Low tides threw up all kinds of unexpected and random treasures. Wedding bands, hauls of driftwood, old bones worn smooth.

Jaded oyster fisherman, Nico La Forge, had seen them all.

Or so he believed. Until one night, a cold, bedraggled, and beautiful Éti Salvador washed up on the shore.

Nico had never been in love. Wasn’t even looking for love. With the body of a revolutionary hero and a face like the devil, Nico was the sort of guy your mother warned you to stay away from. But then, Nico had never come across anyone as extraordinary as Éti Salvador before; divebombing the emotional wasteland of his heart, shaking it like a maraca.

And, overnight, like the turning of the tides, everything changed.

Oyster is an MF queer romance.

The Review

Fearne Hill puts her heart and soul into her books, and she also does everything in her power to make each of her stories a different experience. They don’t just entertain; they inform and make the reader think. “Oyster” has that in spades. 

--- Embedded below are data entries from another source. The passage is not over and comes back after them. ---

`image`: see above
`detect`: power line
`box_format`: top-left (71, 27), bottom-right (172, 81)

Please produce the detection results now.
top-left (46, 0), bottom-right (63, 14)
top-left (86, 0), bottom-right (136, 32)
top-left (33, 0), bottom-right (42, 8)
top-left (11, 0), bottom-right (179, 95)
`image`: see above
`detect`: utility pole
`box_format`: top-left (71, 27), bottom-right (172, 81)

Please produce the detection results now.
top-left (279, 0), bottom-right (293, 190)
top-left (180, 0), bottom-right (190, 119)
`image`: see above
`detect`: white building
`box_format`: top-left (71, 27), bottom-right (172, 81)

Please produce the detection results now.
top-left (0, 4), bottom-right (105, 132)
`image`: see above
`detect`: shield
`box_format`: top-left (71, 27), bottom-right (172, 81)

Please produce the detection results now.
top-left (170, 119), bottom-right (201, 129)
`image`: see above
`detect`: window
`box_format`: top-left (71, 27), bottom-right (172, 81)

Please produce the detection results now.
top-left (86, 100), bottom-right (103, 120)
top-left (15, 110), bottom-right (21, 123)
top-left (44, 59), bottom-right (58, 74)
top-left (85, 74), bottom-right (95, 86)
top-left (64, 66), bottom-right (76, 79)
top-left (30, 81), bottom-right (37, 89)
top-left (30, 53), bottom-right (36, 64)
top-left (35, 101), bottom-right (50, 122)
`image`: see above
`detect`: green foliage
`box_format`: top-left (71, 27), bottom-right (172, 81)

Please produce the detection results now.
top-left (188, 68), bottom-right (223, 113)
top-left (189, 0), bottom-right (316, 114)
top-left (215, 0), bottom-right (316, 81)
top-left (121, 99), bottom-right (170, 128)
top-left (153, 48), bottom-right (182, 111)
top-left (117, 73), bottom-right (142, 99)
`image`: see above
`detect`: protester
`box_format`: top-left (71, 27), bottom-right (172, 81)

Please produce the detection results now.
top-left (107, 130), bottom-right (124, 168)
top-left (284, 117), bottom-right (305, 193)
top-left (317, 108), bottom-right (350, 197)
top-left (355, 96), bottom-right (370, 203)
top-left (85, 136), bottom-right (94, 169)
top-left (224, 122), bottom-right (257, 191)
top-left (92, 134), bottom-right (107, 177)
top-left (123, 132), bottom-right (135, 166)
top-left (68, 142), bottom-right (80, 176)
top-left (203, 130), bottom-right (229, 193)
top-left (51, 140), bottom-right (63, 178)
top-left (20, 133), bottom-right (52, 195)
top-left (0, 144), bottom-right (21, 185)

Once more we are on the beautiful little island off the French coast where “Salt” took place. Instead of salt farmers, however, we’re with a family of oyster farmers—a father and two sons who carry on a tradition going back over a hundred years. 

Nico is a tatted bad boy-turned-dutiful-son. In his late twenties, he is something of a player, but mostly because no woman has ever struck him as “the one.” It is a familiar trope, and a comfortable one for readers like me. 

At the end of a long night of harvesting oysters with his father and brother, Nico rescues a young woman who is staggering around in the chilly surf at dawn. There is something rather mythological about this scene and its setting—a sea nymph in distress? A goddess in disguise? The woman is very drunk, and Nico helps her back to her luxurious beach house above the dunes. Then he recognizes who she is. 

Well, to start, this isn’t technically an MM book, since it is about a man falling in love with a woman. In fact, with the whole LGBTQ+ rainbow, there’s no G in this book at all except for Nico’s lifelong best friend, Florian, the subject of the first book in this series, “Salt.” I (a lifelong G) was glad to have Florian on hand, even in a supporting role, since his presence gave me a sort of an emotional anchor as I ventured on this journey with Eti and Nico. As Eti herself says in the book, the G and the T are totally different. This story covers a lot of unfamiliar territory and stretches the boundary of what MM fiction is. 

Nico, an insistently straight man, is the revelation here. Hill digs deep into his heart to find a romantic hero that nobody—least of all he himself—has ever seen before. Both Nico and Eti have traumas hovering over their lives. Interestingly, Eti herself says that her trauma, which will be life-changing, is nothing compared to what Nico faces. “Oyster” is the tale of a man becoming more. 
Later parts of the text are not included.